Add rotary embedding onnx domain support#29261
Conversation
There was a problem hiding this comment.
Pull request overview
This PR updates the GroupQueryAttention fusion optimizer pass to recognize standard (ONNX-domain) RotaryEmbedding nodes when extracting the cos_cache/sin_cache inputs needed to fuse rotary embedding into the com.microsoft.GroupQueryAttention node.
Changes:
- Adds a helper to retrieve
cos_cache/sin_cacheNodeArgs for bothcom.microsoft.RotaryEmbeddingand ONNX-domainRotaryEmbedding(different input ordering). - Updates the fusion pattern-matching logic to use that helper and to require that rotary cache inputs were successfully identified before fusing.
|
cc @tianleiwu |
tianleiwu
left a comment
There was a problem hiding this comment.
Summary
The change extends GroupQueryAttentionFusion to also match the standard ONNX-domain RotaryEmbedding (X, cos_cache, sin_cache, position_ids) in addition to com.microsoft.RotaryEmbedding, plumbing position_ids through to GQA input 9 and setting the input-arg-count. The approach is sound:
- Requiring
position_idsto be present for the ONNX-domain path (and bailing otherwise) correctly avoids the 3D per-batch cos/sin cache form that GQA's 2D rotary cache validation cannot consume. - The
position_ids_arg_mismatchguard and the addedcos_cache_arg == nullptr || sin_cache_arg == nullptrchecks make the fusion safely skip ambiguous/mixed cases. MutableInputArgsCount()[9]is in-bounds because the GQA schema declares formal inputs up to index 11, soUpdateInputArgCount()sizes the vector accordingly.- Both the fused (with position_ids) and non-fused (omitted position_ids) cases are covered by new tests.
Main concern
Rotary interleaved / rotary_embedding_dim attributes are not validated or propagated. GQA's do_rotary path runs non-interleaved, full-width RoPE (rotary_interleaved defaults to 0 and the fusion never sets it). A standard ONNX RotaryEmbedding with interleaved=1, or a partial-rotary node with rotary_embedding_dim > 0 (and a correspondingly narrower cos/sin cache), is silently fused into a GQA that applies a different rotation — producing incorrect results with no error. Since this PR specifically targets a standard-ONNX export path where interleaved RoPE is common, the fusion should either verify interleaved == 0 and rotary_embedding_dim == 0 (full rotary) before matching, or propagate interleaved to GQA's rotary_interleaved. Inline comment below. (Note: the pre-existing com.microsoft.RotaryEmbedding path has the same latent gap.)
Minor
- Only
position_idsis checked for consistency between the two rotary nodes;cos_cache/sin_cacheare taken from whichever rotary node is visited first without verifying the second uses the same caches. In practice Q/K share caches, but an explicit equality guard (mirroring theposition_ids_arg_mismatchcheck) would make the fusion robust to malformed graphs.
| return false; | ||
| } | ||
| cos_cache_arg = input_defs[1]; | ||
| sin_cache_arg = input_defs[2]; |
There was a problem hiding this comment.
TryGetRotaryEmbeddingArgs matches an ONNX RotaryEmbedding purely by op type, domain, and input presence, but never inspects the interleaved or rotary_embedding_dim attributes. GQA's do_rotary applies non-interleaved, full-width RoPE (rotary_interleaved defaults to 0 and is not set anywhere in this pass). So a node with interleaved=1, or partial rotary (rotary_embedding_dim > 0 with a narrower cos/sin cache), would be silently fused into a GQA that computes a different rotation — a silent numerical mismatch rather than a hard failure.

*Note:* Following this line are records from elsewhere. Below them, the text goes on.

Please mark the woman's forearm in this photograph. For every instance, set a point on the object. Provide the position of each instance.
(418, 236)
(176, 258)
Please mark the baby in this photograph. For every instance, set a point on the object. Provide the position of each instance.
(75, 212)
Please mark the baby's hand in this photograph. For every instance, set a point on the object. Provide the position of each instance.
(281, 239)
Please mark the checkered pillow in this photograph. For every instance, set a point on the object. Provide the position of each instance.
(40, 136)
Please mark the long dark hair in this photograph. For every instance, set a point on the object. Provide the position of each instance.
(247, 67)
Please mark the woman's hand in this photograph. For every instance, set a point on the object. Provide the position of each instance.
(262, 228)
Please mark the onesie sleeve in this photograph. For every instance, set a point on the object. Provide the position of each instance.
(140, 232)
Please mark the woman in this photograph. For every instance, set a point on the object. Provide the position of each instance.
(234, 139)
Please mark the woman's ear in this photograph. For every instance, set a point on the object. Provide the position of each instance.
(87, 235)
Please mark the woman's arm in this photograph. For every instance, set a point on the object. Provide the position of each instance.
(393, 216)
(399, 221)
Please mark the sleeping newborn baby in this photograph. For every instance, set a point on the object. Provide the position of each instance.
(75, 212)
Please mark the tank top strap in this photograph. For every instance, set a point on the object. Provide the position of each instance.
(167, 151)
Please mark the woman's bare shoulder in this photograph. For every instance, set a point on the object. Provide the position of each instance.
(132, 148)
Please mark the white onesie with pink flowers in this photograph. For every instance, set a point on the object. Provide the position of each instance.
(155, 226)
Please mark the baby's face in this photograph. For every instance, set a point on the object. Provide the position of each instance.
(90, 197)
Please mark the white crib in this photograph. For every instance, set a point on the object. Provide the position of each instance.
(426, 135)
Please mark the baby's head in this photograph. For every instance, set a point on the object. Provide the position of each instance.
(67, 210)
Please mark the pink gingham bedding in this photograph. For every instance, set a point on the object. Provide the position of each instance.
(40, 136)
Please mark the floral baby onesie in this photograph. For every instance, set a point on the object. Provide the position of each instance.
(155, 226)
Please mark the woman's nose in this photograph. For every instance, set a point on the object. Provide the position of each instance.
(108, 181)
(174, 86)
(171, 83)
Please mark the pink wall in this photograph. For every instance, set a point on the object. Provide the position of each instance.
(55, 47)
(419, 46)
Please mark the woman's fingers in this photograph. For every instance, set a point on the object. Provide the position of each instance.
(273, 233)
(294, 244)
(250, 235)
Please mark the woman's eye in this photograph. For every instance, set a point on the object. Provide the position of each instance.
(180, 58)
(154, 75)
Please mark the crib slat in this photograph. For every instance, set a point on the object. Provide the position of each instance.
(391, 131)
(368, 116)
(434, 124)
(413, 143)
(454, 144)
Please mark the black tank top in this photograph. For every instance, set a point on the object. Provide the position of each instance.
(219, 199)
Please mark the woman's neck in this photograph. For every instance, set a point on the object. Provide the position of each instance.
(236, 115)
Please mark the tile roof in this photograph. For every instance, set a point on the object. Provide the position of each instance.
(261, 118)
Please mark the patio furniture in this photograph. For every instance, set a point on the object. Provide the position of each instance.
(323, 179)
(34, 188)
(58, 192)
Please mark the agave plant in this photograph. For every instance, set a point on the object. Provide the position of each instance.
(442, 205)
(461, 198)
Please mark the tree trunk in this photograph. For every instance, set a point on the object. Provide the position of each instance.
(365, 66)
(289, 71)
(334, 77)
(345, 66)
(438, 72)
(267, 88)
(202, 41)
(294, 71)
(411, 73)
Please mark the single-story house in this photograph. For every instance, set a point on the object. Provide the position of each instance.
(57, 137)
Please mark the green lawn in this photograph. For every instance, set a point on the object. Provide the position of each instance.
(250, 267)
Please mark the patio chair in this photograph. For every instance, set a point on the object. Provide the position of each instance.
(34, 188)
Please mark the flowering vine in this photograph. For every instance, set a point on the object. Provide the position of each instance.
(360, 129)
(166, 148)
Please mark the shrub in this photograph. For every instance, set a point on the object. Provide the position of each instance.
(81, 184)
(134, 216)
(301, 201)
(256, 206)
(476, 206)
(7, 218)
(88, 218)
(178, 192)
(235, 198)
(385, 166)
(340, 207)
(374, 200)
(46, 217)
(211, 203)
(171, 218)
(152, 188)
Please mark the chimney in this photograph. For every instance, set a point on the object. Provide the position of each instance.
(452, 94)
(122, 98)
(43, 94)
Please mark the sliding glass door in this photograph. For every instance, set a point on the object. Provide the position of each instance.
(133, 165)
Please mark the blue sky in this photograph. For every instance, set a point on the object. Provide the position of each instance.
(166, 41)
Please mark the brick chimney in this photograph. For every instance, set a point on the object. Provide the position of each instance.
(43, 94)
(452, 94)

Consider rejecting the match when interleaved != 0 or rotary_embedding_dim != 0 (full rotary only), or propagate interleaved onto the fused GQA's rotary_interleaved attribute. The same gap exists for the com.microsoft.RotaryEmbedding branch above.
There was a problem hiding this comment.
Fixed by propagating interleaved to GQA’s rotary_interleaved and rejecting Q/K RotaryEmbedding mismatches.
Description
Mobius exports standard ONNX rotary embedding op. Adding support for this.
Motivation and Context